Perguntas frequentes

Qual o melhor software para orçamento de obra pequena?

Para obra pequena e média, o melhor software é o que entrega quantitativo automático, preço da sua tabela e proposta em PDF no mesmo dia da visita. Sistemas voltados a obra pública costumam exigir composições SINAPI completas e travam o dia a dia de quem faz reforma e construção a seco. O SteelWorks Orça foi feito para esse porte: cálculo por m², preços editáveis, PDF e contrato.

Preciso saber SINAPI para usar um software de orçamento?

Não.
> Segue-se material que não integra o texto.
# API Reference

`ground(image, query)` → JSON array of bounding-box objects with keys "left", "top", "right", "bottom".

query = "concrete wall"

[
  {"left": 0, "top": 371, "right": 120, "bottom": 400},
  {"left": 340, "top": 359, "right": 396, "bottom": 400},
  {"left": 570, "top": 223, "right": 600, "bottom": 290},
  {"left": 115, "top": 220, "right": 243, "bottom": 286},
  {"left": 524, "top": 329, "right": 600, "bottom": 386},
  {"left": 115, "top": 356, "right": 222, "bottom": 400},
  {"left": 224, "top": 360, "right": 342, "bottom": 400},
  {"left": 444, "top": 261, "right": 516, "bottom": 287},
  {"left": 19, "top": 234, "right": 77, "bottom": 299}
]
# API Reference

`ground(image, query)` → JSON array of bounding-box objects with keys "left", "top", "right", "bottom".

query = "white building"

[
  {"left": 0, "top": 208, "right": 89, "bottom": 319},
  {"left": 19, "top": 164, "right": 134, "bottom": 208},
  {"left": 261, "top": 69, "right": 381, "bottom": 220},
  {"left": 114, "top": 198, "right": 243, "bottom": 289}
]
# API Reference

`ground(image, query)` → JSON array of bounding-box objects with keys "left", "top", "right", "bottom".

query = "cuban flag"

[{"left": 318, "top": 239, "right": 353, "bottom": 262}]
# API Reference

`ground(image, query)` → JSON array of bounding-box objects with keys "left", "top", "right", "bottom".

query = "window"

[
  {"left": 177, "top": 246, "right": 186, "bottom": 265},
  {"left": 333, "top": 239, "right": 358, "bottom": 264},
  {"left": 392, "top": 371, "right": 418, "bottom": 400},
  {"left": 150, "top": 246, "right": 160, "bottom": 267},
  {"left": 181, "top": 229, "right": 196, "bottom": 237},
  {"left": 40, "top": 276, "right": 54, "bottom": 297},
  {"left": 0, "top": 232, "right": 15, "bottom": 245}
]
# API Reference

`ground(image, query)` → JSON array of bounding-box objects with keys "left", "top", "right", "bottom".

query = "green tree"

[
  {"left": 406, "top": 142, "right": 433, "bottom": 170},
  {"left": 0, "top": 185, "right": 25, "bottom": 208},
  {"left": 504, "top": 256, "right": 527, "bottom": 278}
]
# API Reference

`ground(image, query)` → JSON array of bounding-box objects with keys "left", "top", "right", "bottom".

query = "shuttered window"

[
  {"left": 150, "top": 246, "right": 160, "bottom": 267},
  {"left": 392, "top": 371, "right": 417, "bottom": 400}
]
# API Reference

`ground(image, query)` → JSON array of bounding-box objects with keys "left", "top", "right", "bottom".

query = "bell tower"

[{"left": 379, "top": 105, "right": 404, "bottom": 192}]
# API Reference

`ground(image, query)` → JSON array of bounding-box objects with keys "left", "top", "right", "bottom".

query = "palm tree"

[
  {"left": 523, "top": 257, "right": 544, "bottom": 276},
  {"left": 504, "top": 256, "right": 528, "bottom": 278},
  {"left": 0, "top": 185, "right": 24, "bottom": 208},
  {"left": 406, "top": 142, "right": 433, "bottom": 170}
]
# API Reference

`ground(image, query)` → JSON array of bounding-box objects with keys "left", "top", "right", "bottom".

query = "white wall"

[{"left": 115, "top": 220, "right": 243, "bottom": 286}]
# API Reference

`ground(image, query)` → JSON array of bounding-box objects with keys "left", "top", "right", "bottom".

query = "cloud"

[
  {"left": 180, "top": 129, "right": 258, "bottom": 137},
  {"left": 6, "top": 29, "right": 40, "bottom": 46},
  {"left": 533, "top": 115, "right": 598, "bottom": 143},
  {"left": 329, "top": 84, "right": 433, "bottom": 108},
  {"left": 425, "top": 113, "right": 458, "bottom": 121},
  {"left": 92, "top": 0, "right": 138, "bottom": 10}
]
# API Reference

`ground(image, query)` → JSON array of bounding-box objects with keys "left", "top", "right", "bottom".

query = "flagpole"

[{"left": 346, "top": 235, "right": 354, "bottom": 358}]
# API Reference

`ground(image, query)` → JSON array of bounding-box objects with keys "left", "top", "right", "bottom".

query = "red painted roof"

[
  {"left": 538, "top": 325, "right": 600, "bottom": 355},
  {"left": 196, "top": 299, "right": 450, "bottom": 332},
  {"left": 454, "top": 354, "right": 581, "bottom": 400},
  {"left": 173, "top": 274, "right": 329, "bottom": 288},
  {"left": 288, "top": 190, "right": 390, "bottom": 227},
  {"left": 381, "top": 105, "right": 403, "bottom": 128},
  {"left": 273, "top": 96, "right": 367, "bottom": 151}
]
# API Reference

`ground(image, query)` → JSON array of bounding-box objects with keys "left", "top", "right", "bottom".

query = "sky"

SINAPI é uma referência de preços e composições útil para obra pública e para comparação de mercado. Em obra privada, o que manda é o preço do seu fornecedor e a produtividade da sua equipe. O sistema usa composições internas coerentes com as referências de mercado e permite substituir qualquer preço pelo seu.

Software de orçamento funciona no celular?

Sim. O SteelWorks Orça funciona no navegador do celular e pode ser instalado como aplicativo. Isso permite orçar na frente do cliente, ainda na visita técnica, e enviar a proposta antes de sair da obra.

Quanto custa um software para orçamento de obra?

Existem sistemas de orçamento que cobram por licença anual cara, voltados a construtoras. O SteelWorks Orça tem plano gratuito com os primeiros orçamentos liberados e planos mensais acessíveis, sem fidelidade, pensados para autônomos, montadores e pequenas empresas.

O sistema calcula mão de obra também?

Sim. A mão de obra pode ser lançada por m² ou por valor fechado, separada por serviço, e entra no custo total junto com material e frete. Isso permite ver a margem real por ambiente e não só no total da obra.

Dá para gerar contrato a partir do orçamento?

Sim. Há modelos de contrato prontos para drywall, forro, steel frame e obra civil, preenchidos automaticamente com os dados do orçamento, com opção de imprimir com ou sem a lista de materiais e enviar direto por WhatsApp.